“The boy brings me oxygen. He’s the oxygen boy. Unskilled, not caring. Not a medical professional, so he needn’t even pretend that he cares. He’s exonerated, just a driver in modern overalls, who whistles as he scoops up the latest pale grey tank from the rear of his van, and balances it with no thought at all over both forearms, and opens the gate with his elbow and his bum. And I listen for the oxygen’s calm knock on the doorstep, and I hear the doorbell ring.
He asks me how it’s hanging. I wheel myself back into the living room and park myself against the far wall. He flicks the empty with one knuckle and listens for the echo. You’re onto the dregs, he says. Must be gasping.
I watch him unscrew the exhausted tank, and replace it. I watch the oxygen boy in a way that I have never watched anyone. I took a lot in, when I first surfaced, but I couldn’t comprehend it. Like the scrutiny of a babe, brain still aching with some sweet primordial ohm, pulled from nothing into something. But now I’m finally able to see. Some sort of totality. My malady, my friend, my final visitor. In my blood, in lungs. You’ve freed my brain from something.
Righto. This word is not a word, to me it is a song. Don’t drink it all at once. He returns a small wrench to his jacket pocket, and wipes his fingers down his overalls. And then he asks me if I am alright. He says that I’m quiet this week. He doesn’t know. He genuinely doesn’t know. None of them ever have. I actually fooled them all.
His eyes are the lightest blue. I suspect that he had freckles as a child but they’re all gone now.
I am Satan, I explain. You what? These words are not words. They are a Russian novel full of Cossacks, sabres clashing, hooves sucking in the mud. I wheel forward towards him, extending a hand as I drift to a weak stop just under him. I am Satan. I explain again.
You’re on the whippits.

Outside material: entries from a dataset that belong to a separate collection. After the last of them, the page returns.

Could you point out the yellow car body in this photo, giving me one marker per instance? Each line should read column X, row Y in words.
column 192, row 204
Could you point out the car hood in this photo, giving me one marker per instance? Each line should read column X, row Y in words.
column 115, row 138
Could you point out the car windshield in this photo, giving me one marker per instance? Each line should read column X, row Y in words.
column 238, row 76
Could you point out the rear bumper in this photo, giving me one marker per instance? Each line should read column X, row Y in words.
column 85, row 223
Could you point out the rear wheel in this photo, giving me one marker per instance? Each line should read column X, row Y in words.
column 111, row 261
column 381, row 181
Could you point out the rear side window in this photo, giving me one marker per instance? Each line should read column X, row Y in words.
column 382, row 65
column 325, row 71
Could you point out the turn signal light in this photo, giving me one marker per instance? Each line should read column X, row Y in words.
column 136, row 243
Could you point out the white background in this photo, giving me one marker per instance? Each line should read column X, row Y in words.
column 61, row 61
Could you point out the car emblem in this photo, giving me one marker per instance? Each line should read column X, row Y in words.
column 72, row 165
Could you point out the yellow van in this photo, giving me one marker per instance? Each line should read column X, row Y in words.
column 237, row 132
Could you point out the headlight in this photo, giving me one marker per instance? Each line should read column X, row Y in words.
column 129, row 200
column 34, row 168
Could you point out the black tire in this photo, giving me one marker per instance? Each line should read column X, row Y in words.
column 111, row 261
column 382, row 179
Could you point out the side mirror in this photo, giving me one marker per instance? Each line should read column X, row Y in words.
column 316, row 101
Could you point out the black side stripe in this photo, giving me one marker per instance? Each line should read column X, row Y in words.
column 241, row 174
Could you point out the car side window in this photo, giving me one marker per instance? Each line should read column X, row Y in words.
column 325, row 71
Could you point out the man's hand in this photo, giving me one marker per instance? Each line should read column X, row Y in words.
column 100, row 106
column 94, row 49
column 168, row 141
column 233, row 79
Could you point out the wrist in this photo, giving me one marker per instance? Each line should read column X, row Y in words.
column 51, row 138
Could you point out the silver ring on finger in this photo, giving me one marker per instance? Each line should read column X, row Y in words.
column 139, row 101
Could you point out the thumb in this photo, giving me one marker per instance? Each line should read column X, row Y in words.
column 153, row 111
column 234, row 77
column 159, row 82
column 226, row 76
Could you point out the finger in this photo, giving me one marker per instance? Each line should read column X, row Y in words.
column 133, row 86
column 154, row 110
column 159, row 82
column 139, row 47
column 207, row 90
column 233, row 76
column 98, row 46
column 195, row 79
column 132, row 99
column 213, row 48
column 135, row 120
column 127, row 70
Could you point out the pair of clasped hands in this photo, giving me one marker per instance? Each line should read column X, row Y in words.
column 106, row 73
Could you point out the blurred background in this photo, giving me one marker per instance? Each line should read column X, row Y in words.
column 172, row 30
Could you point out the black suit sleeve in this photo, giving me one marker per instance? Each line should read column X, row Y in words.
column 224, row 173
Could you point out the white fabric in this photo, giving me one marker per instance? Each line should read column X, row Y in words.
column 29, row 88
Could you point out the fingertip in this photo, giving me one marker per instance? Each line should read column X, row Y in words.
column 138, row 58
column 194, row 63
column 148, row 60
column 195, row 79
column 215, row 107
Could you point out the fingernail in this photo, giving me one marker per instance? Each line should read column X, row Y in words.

He smells the nozzle of the empty tank as he backs away but I have grasped him by the knee. You must listen to me and you must tell them. You must tell them, I tell him, when they are ready. To listen. They are not ready now. But you are young, I explain.
His hand inches towards his trouser pocket but I am too quick for him, and I grasp his wrist. Don’t phone her. I don’t need nursey. She epitomises to me why people cannot listen. Why they cannot really. Hear. Why they’ll never see beyond the confines of their own chemistry. Through the cosy curtains of their earthly prejudice. Do you understand?
Clear as. He tries to smile, slowly, to one side. And then he looks down at the limp and puckered oxygen mask which he just reattached to the replacement tank. When his eyes meet mine they are filled with a refreshing seriousness, and his defensive stance buckles. What’s on your mind? He asks.
I trust him sufficiently to sit back in my chair, and for the first time he seems to notice the single lily lain across the rug, across my lap. This is for me, I say, reaching it to him.
His hand doesn’t reciprocate, but I won’t back down. Eventually, when it has dawned on him that I would like him to put this on my grave, and that he may be the only person inclined to perform such an act, and that the honour will be fake but that fraudulence is all that I have, he reaches forward to snatch it quickly from me.
I’ll pop it in water. You’re bright as a button, Mr Grieves, he lies. And then there is a pause before he suggests cracking open the biscuits and putting on the tea. Yes, I smile. Let’s have tea. And I follow him to the kitchen, focused on the lily turning with a lack of care in his fingers, cast down on one side, right at the end of his swinging arm. And I stop in the doorway to the kitchen, as if I cannot advance any further. The sunlight shining through the window, through the petals, seems to sadden me enormously.
He pauses at the jug, extending his hand to drop my flower onto the work surface. You alright? I explain that don’t like the light. I see too much already and illumination merely confuses things. I close my eyes, and shunt myself backwards.
Builders? He asks from the kitchen. Milk and two? Yes, I smile, parking myself back against the far wall. A builder’s. Thank you very much.
None of them have ever known. I breathe in through my nose, out through my mouth, feeling quite contented behind my closed eyes, a solid mug of tea being prepared for me. I got away with it. That’s what I can say, at the end. I can turn away from centuries of bright light, safe in the knowledge that I got away with it.
This Battenberg is still good. He seems surprised. Those words are not words but a pleasant whodunit, a locked-room mystery. A French after-theatre supper with friends, a whorl of pastis working the palate. Oh yes, I smile again. It’s perfectly. Good.
I am Satan and I give you my flower. If you are alive, alive enough to read this, I did not kill your ancestors young enough. They spawned. But I will kill you now. I will kill you with words. I will kill you. By making you. Love me.
But I must go down, digging with my mind, deep under the tasteless soil that doesn’t even yearn for me. Under the roots and through the tubers, into clay, into rock, and into liquid iron. No mummy, no daddy. I am earth itself, and I always was.”